Etiology and Evaluation


The incidence of temporal bone anomalies in congenital UHL is high compared with congenital BHL. Enlarged vestibular aqueduct (EVA) and cochlear nerve aplasia or hypoplasia are increasingly identified using high-resolution computed tomography (CT) and MRI. Among children with severe to profound UHL, the prevalence of cochlear nerve aplasia or hypoplasia approaches 50%. Other temporal bone abnormalities commonly reported include enlarged vestibular aqueduct, Mondini deformity, cochlear and vestibular malformations, and common cavity malformation, although the likelihood of identifying an abnormality may depend on the severity of UHL, with more severe losses associated with a greater percentage of anatomic abnormalities. Although genetic causes are predominant for BHL, this is not true for UHL. Investigators have identified variants of genes associated with BHL, including Pendred syndrome (SLC26A4) associated with EVA, but have not found them to be major determinants of UHL. Although families with sensorineural UHL have been reported, the genetic mutations associated with them have not been identified. Other syndromic causes of childhood hearing loss may initially present, or simply be associated with, a unilateral loss, for example, branchio-otorenal syndrome and Waardenburg syndrome.


Other important causes of sensorineural UHL include congenital cytomegalovirus (CMV) infections, meningitis, and trauma. Although children with symptomatic congenital CMV infection are more likely to have BHL, children with asymptomatic CMV infection are more likely to have UHL. Congenital mumps and measles are infrequent in the developed world because of childhood immunization schedules but should be considered for families who choose not to immunize their children or for children adopted without clear immunization history. Temporal bone trauma, as a result of motor vehicle accidents, falls, or other head trauma, is a common cause of acquired postlingual UHL.


Important causes of conductive UHL include unilateral aural atresia, cholesteatoma, chronic otitis media, otosclerosis, ossicular discontinuity, and congenital ossicular malformations. Otitis media, labyrinthitis, and cholesteatoma are possible causes for UHL, usually mild to moderate in severity, diagnosed on physical examination. Hearing loss associated with these entities must be evaluated by audiogram. Congenital ossicular malformations can be identified on high-resolution temporal bone CT scans, and otosclerosis or ossicular discontinuity can be verified at the time of a middle ear exploration or planned stapedectomy or ossicular reconstruction.


As noted in the diagnostic algorithm suggested by Preciado and colleagues, temporal bone imaging is the most likely test that reveals a cause in children with UHL. Whether CT or MRI scan is the best modality is still under debate. Pragmatically, deciding which scan to order may depend on the age of the child, family history, type and severity of hearing loss, and other presenting symptoms.
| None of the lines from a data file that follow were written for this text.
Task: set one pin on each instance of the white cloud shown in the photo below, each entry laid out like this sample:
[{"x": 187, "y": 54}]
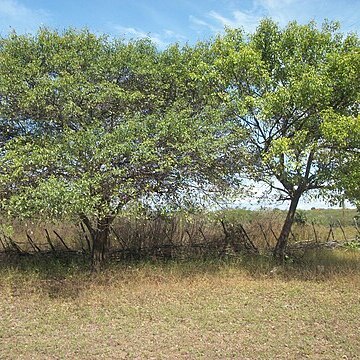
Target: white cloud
[
  {"x": 199, "y": 23},
  {"x": 247, "y": 21},
  {"x": 14, "y": 15},
  {"x": 281, "y": 11},
  {"x": 162, "y": 39}
]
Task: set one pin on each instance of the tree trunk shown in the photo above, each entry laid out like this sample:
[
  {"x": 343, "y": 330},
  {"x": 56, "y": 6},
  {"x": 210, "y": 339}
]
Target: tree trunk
[
  {"x": 279, "y": 251},
  {"x": 100, "y": 240}
]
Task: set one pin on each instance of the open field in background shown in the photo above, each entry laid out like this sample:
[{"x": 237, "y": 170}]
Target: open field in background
[
  {"x": 239, "y": 307},
  {"x": 165, "y": 293},
  {"x": 201, "y": 235}
]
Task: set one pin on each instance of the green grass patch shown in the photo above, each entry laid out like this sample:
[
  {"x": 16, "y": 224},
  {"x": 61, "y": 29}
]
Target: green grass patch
[{"x": 240, "y": 307}]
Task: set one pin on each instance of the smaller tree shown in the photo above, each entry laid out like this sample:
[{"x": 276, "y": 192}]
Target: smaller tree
[
  {"x": 281, "y": 86},
  {"x": 343, "y": 135}
]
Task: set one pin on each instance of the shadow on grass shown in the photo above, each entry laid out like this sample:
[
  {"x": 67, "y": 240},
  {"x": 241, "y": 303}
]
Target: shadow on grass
[{"x": 67, "y": 276}]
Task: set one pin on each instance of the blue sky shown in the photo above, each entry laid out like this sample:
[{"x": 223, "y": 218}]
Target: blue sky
[
  {"x": 166, "y": 21},
  {"x": 170, "y": 21}
]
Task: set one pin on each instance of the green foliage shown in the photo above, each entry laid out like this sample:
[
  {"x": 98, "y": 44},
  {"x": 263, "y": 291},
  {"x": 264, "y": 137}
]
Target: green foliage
[{"x": 106, "y": 125}]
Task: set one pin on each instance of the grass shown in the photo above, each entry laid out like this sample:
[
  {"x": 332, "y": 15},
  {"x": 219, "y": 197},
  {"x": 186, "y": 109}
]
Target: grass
[{"x": 243, "y": 308}]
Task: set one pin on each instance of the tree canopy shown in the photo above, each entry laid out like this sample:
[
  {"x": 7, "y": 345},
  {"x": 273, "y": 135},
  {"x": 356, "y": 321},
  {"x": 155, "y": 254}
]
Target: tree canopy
[
  {"x": 281, "y": 85},
  {"x": 101, "y": 125},
  {"x": 91, "y": 126}
]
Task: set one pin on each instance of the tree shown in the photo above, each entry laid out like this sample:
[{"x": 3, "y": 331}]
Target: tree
[
  {"x": 102, "y": 131},
  {"x": 281, "y": 86},
  {"x": 343, "y": 133}
]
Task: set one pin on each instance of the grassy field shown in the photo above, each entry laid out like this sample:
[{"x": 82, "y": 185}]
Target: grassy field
[{"x": 242, "y": 308}]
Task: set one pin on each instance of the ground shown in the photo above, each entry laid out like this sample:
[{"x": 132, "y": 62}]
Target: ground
[{"x": 218, "y": 310}]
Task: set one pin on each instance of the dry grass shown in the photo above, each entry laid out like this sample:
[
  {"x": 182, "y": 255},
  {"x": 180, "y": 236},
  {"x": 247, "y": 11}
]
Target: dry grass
[{"x": 243, "y": 308}]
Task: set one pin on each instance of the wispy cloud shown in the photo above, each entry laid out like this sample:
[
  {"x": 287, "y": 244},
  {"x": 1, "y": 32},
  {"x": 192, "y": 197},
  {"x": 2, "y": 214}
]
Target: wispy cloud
[
  {"x": 281, "y": 11},
  {"x": 246, "y": 20},
  {"x": 15, "y": 15},
  {"x": 162, "y": 39}
]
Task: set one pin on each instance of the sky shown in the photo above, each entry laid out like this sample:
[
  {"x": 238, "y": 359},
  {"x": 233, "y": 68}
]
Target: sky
[{"x": 166, "y": 21}]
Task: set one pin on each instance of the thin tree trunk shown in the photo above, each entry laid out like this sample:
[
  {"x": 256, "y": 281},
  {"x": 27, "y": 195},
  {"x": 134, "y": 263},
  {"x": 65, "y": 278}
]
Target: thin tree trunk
[
  {"x": 280, "y": 248},
  {"x": 99, "y": 234},
  {"x": 100, "y": 243}
]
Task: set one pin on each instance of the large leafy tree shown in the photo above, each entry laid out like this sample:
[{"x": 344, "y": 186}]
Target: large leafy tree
[
  {"x": 281, "y": 85},
  {"x": 105, "y": 124}
]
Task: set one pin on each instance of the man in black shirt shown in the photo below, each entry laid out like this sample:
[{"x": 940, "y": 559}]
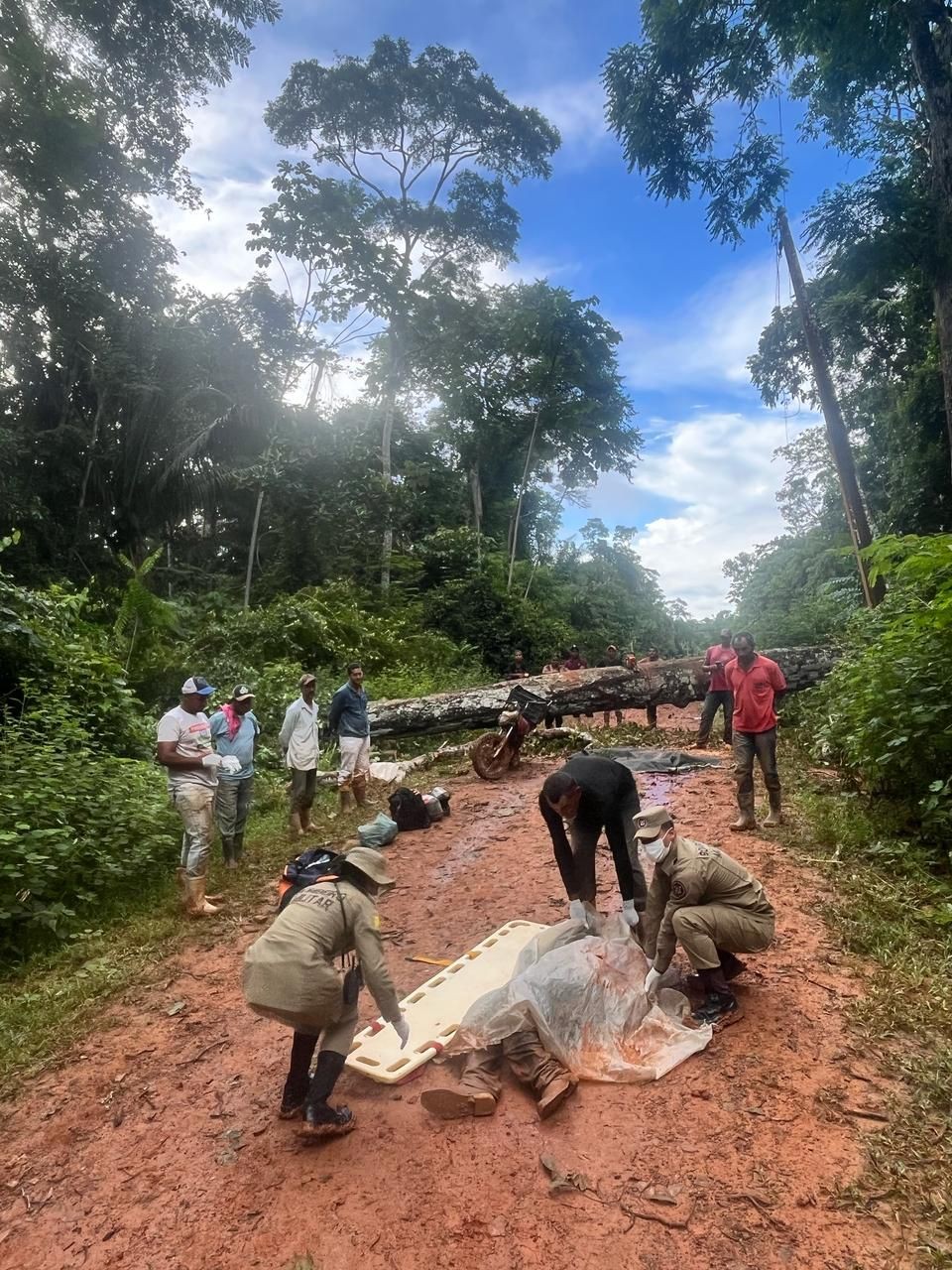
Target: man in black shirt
[{"x": 592, "y": 794}]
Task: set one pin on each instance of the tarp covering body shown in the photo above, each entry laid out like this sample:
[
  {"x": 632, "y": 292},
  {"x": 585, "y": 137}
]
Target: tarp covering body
[{"x": 583, "y": 994}]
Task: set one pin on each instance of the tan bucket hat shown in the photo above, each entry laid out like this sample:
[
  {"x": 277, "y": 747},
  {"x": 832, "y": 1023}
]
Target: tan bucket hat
[{"x": 370, "y": 862}]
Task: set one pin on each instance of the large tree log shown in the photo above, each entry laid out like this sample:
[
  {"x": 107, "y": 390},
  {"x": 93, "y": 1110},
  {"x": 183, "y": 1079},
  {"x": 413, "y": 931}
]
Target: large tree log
[{"x": 571, "y": 693}]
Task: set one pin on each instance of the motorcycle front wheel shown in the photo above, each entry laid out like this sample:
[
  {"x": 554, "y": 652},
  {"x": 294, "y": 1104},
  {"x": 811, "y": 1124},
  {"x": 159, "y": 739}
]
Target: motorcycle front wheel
[{"x": 492, "y": 756}]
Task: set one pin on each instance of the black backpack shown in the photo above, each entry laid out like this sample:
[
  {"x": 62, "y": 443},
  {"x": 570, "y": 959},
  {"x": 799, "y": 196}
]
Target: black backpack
[
  {"x": 408, "y": 810},
  {"x": 304, "y": 870}
]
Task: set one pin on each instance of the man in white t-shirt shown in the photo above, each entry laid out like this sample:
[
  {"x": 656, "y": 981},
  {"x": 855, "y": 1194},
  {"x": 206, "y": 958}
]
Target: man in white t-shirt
[
  {"x": 185, "y": 751},
  {"x": 298, "y": 744}
]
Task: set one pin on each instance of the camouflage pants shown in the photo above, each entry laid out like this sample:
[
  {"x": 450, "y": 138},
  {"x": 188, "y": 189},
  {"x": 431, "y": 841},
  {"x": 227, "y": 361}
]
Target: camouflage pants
[{"x": 703, "y": 930}]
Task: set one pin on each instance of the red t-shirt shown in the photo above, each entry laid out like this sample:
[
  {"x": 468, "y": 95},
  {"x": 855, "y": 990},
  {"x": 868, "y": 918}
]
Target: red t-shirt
[
  {"x": 719, "y": 653},
  {"x": 753, "y": 694}
]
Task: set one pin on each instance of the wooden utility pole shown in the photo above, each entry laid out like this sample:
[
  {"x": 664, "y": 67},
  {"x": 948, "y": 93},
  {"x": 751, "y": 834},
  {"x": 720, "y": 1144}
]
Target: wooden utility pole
[{"x": 837, "y": 434}]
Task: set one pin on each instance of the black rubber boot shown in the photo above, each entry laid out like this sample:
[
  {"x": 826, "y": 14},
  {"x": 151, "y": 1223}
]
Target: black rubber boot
[
  {"x": 719, "y": 1000},
  {"x": 320, "y": 1119},
  {"x": 298, "y": 1082}
]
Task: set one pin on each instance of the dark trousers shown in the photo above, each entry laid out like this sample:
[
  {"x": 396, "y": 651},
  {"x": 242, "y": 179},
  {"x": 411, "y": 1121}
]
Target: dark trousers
[
  {"x": 584, "y": 842},
  {"x": 302, "y": 789},
  {"x": 714, "y": 701},
  {"x": 763, "y": 747}
]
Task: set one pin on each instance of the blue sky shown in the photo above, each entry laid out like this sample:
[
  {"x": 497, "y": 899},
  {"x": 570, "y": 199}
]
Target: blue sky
[{"x": 689, "y": 310}]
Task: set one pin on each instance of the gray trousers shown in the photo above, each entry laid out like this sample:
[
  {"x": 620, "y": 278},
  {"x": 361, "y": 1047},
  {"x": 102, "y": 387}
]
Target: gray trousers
[
  {"x": 763, "y": 747},
  {"x": 302, "y": 789},
  {"x": 584, "y": 843},
  {"x": 232, "y": 802}
]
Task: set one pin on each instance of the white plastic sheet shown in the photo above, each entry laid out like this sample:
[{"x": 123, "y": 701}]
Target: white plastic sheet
[{"x": 584, "y": 996}]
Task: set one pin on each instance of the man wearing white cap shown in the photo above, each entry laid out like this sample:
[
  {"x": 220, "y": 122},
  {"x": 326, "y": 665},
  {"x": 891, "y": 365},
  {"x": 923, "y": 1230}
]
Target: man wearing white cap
[
  {"x": 185, "y": 751},
  {"x": 298, "y": 744}
]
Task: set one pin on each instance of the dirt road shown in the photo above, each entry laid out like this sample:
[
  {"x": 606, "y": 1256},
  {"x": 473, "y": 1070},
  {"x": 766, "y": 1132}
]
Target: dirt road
[{"x": 158, "y": 1144}]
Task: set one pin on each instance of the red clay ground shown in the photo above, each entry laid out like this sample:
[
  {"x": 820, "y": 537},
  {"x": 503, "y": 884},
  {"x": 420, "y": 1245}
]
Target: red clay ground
[{"x": 158, "y": 1144}]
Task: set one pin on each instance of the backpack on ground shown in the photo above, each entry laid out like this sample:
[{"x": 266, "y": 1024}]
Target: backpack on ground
[
  {"x": 408, "y": 810},
  {"x": 304, "y": 870},
  {"x": 379, "y": 832}
]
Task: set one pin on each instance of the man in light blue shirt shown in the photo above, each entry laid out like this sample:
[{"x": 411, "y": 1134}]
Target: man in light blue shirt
[{"x": 235, "y": 731}]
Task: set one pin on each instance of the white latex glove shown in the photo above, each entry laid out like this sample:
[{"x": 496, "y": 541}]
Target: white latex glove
[{"x": 403, "y": 1029}]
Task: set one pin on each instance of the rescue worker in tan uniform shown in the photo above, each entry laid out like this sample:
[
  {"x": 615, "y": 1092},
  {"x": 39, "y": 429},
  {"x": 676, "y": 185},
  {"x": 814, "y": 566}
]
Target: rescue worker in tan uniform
[
  {"x": 703, "y": 901},
  {"x": 480, "y": 1084},
  {"x": 291, "y": 975}
]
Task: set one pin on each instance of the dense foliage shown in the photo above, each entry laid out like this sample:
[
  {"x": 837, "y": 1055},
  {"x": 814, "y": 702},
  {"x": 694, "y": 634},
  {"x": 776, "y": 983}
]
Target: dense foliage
[{"x": 884, "y": 712}]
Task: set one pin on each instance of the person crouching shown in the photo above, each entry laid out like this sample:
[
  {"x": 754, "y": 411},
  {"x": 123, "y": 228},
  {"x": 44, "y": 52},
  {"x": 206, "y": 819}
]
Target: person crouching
[{"x": 290, "y": 975}]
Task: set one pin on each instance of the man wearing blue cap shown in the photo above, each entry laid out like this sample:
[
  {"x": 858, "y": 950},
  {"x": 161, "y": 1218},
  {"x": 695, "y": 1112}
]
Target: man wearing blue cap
[{"x": 185, "y": 751}]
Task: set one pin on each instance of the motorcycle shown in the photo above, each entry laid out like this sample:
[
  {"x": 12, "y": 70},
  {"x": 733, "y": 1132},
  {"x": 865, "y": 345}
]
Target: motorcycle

A child who could stay still in the scanner for 15 minutes but not 45 minutes might be better having a CT scan and forgo the sedation needed for a longer MRI sequence, but an infant/toddler may have an MRI with sedation out of concern for radiation exposure to the head. If another member of the family is known to have enlarged vestibular aqueduct, the sibling with hearing loss should also undergo an imaging study (CT or MRI, although CT seems to show this anomaly a bit more readily). A CT scan may also be more helpful in a child with conductive or mixed UHL, but an MRI would rule out a brainstem lesion in a child with UHL and ataxia.


Advantages of Binaural Hearing


The audiologic disability resulting from lack of binaural hearing can be summarized as difficulty picking out a desired signal in the midst of background noise and trouble with identifying the source of a signal in 2- or 3-dimensional space. The combination of binaural summation, binaural release of masking, and the head shadow effect phenomena contribute to the ease of listening and comprehension enjoyed by those with bilateral normal hearing. These concepts, along with sound localization, are described in more detail in the following section.


Bilateral summation refers to a listener’s greater sensitivity to sound when 2 ears hear simultaneously rather than just 1 ear, stemming from central auditory processing. Experimental data show that this summation is 2 to 3 dB at threshold, when sounds are just detectable and increases up to 10 dB at 90 dB sensation level. Because speech discrimination scores improve at a rate of 6% per dB, 2 to 3 dB can result in improved speech discrimination score of 12% to 18%. However, binaural summation may not occur when the hearing levels of the 2 ears differ by as little as 6 dB. But it is clear that many derive benefit from bilateral hearing aids or bilateral cochlear implants, and binaural summation may be part of this added improvement in hearing.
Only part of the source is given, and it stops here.